Terre de la désolation et des vices, l’Amérique constitue le support idéal afin de tacler son aspect oisif et choquant, au sein d’une société qui se perd dans des idéaux sans fondements ou influencée par le premier venu. Ce manipulateur n’est pourtant pas l’œuvre d’une seule entité, car le retour de Sam Levinson confronte le regard féminin au regard masculin. Six ans après « Another Happy Day », on diminue le ton vers un drame de société et d’actualité, qui touche tous les utilisateurs d’un support numérique. Nous vivons dans un monde où le partage d’information est rapide, mais où la circulation est perturbée par la densité. Les émotions sont exclues de cette démarche dématérialisant un discours ou un souvenir. L’outil technologique qui est censé faire progresser l’humanité vers sa prospérité le rend encore plus discutable, jusqu’à ce que l’humiliation vienne frapper à sa porte, armée jusqu’à os.
De nombreuses œuvres ont déjà essayé d’anticiper les dangers des médias, comme la liberté dans l’usage des réseaux sociaux. Le mal se heurte ainsi à chaque porte, mais on préfère se concentrer sur la fameuse ville du Massachusetts, où le procès des sorcières de Salem a bouleversé l’histoire coloniale des États-Unis. Si ce tragique épisode est repris dans cette intrigue qui cherche avant tout à sensibiliser, c’est pour que la population prenne enfin conscience de leur état d’âme, ce fond, cette part d’eux-mêmes qu’ils refoulent en eux. La haine possède peu d’antidotes, mais possède un panel de catalyseur et l’émotion entre en première ligne, là où les contradictions qui construisent une nation viennent s’écrouler sur des mares de sang et de peur. La prise de vue prend alors l’option du voyeurisme dans un cadre filtré aux couleurs de l’atteinte morale. L’alerte est alors déclenchée, les femmes n’auront plus qu’à se soulever.
Lily, Sarah, Bex et Em sont ces quatre lycéennes qui nous sont présentées par une notoriété, née d’un profil virtuel. Nous avons un modèle d’elles qui les entravent dans leur épanouissement, à la fois individuel et collectif, par des hommes qui revendiquent leurs droits, par la loi de la virilité et autres concepts machos. Eux, on nous les présente dans le cadre de la violence gratuite et du contrôle de cette dernière, sans qu’ils soient pénalisés pour leurs intentions ou méfaits. La culture du sexe, de la drogue, du hacking, du harcèlement, tout ceci est lié dans l’engagement dématérialisé, où la surveillance est accrue. Si l’affaire Snowden, entre autres, devait nous rendre plus hésitants dans l’échange de données, cela n’était pas suffisant pour arrêter la tendance des innovations en tout genre qui pousse l’homme occidental à utiliser de plus en plus le numérique, quitte à y perdre sa personnalité et y perdre sa crédibilité. Mais attention, le film ne nous invite pas à prendre position derrière l’un des deux camps qui se dessinent lors d’un affrontement indiscutable et parfois amené avec une facilité scénaristique déconcertante. Le spectacle préfère toutefois valoriser la forme, afin que le maigre fond puisse être discuté à posteriori.
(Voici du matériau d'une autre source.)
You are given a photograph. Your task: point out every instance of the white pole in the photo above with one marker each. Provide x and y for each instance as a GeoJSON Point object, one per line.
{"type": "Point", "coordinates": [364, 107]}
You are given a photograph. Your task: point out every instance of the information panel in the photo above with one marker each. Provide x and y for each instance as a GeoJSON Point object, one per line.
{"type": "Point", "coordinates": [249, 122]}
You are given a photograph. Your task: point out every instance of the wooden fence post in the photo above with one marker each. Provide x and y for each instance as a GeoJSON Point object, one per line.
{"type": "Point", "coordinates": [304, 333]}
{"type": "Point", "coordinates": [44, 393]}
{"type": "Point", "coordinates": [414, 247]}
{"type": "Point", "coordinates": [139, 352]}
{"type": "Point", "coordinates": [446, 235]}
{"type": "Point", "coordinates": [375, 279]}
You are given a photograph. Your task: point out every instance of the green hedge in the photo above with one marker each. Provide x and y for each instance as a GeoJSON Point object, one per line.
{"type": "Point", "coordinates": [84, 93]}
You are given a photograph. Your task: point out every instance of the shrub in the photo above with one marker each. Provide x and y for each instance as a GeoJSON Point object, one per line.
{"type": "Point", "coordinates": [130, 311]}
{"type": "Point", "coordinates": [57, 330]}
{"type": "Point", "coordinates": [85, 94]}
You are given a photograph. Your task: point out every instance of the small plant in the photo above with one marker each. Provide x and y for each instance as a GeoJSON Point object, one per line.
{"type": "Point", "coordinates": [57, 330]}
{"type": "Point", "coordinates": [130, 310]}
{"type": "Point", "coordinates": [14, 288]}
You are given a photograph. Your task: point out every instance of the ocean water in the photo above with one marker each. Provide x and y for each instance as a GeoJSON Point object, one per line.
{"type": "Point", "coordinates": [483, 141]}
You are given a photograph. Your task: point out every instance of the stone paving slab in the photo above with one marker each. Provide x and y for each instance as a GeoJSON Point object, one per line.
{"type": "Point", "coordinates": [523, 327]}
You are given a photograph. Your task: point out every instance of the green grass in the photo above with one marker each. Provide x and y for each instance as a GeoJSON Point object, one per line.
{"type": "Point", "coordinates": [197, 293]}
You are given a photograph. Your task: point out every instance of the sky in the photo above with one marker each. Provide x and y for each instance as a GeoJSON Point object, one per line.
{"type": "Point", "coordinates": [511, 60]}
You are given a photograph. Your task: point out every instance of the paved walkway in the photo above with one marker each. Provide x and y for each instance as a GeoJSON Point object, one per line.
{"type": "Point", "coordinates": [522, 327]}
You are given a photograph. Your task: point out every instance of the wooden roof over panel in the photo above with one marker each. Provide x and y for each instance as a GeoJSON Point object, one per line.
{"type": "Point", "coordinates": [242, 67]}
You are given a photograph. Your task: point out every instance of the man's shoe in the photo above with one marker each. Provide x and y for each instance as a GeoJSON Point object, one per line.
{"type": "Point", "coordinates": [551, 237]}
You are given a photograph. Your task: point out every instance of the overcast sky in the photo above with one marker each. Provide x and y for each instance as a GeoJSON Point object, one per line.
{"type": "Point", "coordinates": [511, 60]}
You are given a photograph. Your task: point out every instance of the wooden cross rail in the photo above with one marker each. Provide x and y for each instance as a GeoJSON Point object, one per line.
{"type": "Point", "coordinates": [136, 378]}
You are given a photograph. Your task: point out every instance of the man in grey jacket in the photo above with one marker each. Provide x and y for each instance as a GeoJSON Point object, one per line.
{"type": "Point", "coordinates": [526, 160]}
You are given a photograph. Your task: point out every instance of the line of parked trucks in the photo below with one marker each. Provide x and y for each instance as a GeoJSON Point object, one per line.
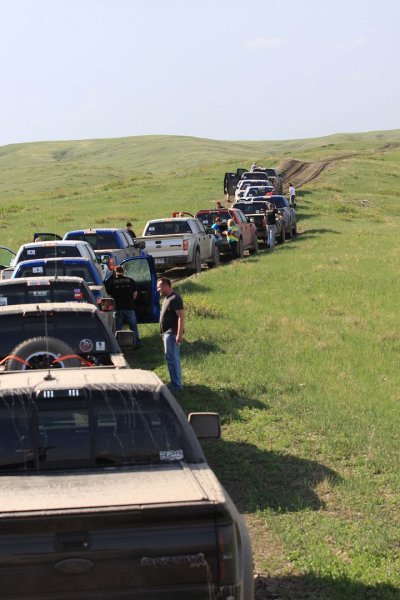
{"type": "Point", "coordinates": [105, 491]}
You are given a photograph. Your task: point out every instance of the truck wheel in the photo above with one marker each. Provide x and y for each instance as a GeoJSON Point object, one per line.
{"type": "Point", "coordinates": [196, 267]}
{"type": "Point", "coordinates": [41, 353]}
{"type": "Point", "coordinates": [216, 261]}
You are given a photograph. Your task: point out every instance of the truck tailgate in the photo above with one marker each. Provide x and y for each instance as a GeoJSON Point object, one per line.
{"type": "Point", "coordinates": [130, 548]}
{"type": "Point", "coordinates": [167, 245]}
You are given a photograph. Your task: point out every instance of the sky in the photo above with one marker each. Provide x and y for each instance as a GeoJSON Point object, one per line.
{"type": "Point", "coordinates": [218, 69]}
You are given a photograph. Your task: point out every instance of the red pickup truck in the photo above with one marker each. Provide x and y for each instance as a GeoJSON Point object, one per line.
{"type": "Point", "coordinates": [248, 231]}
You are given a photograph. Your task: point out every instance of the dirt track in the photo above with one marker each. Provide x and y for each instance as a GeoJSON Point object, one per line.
{"type": "Point", "coordinates": [299, 173]}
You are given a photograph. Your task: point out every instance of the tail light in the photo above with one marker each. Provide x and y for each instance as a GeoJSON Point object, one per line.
{"type": "Point", "coordinates": [227, 554]}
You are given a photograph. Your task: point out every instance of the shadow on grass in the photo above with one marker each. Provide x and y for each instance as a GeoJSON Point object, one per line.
{"type": "Point", "coordinates": [258, 480]}
{"type": "Point", "coordinates": [313, 587]}
{"type": "Point", "coordinates": [312, 233]}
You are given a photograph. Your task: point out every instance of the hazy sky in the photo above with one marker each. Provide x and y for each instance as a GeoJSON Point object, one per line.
{"type": "Point", "coordinates": [221, 69]}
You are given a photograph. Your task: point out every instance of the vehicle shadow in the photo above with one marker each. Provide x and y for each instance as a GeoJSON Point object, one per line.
{"type": "Point", "coordinates": [225, 401]}
{"type": "Point", "coordinates": [312, 233]}
{"type": "Point", "coordinates": [314, 587]}
{"type": "Point", "coordinates": [258, 479]}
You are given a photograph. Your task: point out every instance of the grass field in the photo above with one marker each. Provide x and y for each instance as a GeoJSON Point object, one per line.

Loin des caricatures de la houle féministe qui s’abat sur Hollywood et ses horizons, « Assassination Nation » sacrifie ainsi ces victimes dans leur propre jeu, bien qu’on puisse parfois être invité par erreur ou par défaut, d’où la relecture d’une chasse aux sorcières moderne. Les rôles s’inversent alors et la souffrance prend une nouvelle saveur, bien qu’elle ne soit pas inconnue des écrans. Les nuances ne sont pourtant pas très subtiles, car l’on se détache peu de cette image de la femme sexualisée ou de l’homme autoritaire. Ici, le contre-pied permet d’éviter quelques écueils, à défaut de laisser passer quelques clichés qui s’avèrent toutefois nécessaires, afin de justifier tout ce chaos, dont on ne trouve rien d’autre qu’à vulgariser, à chanter et à danser par-dessus. La société se meurt d’une maladie allégorique et hystérique. Si l’hypocrisie d’une nation passe par son chef ou son gouvernement, l’œuvre insiste tout de même sur la responsabilité de chacun envers les préjugés et les influences sociales.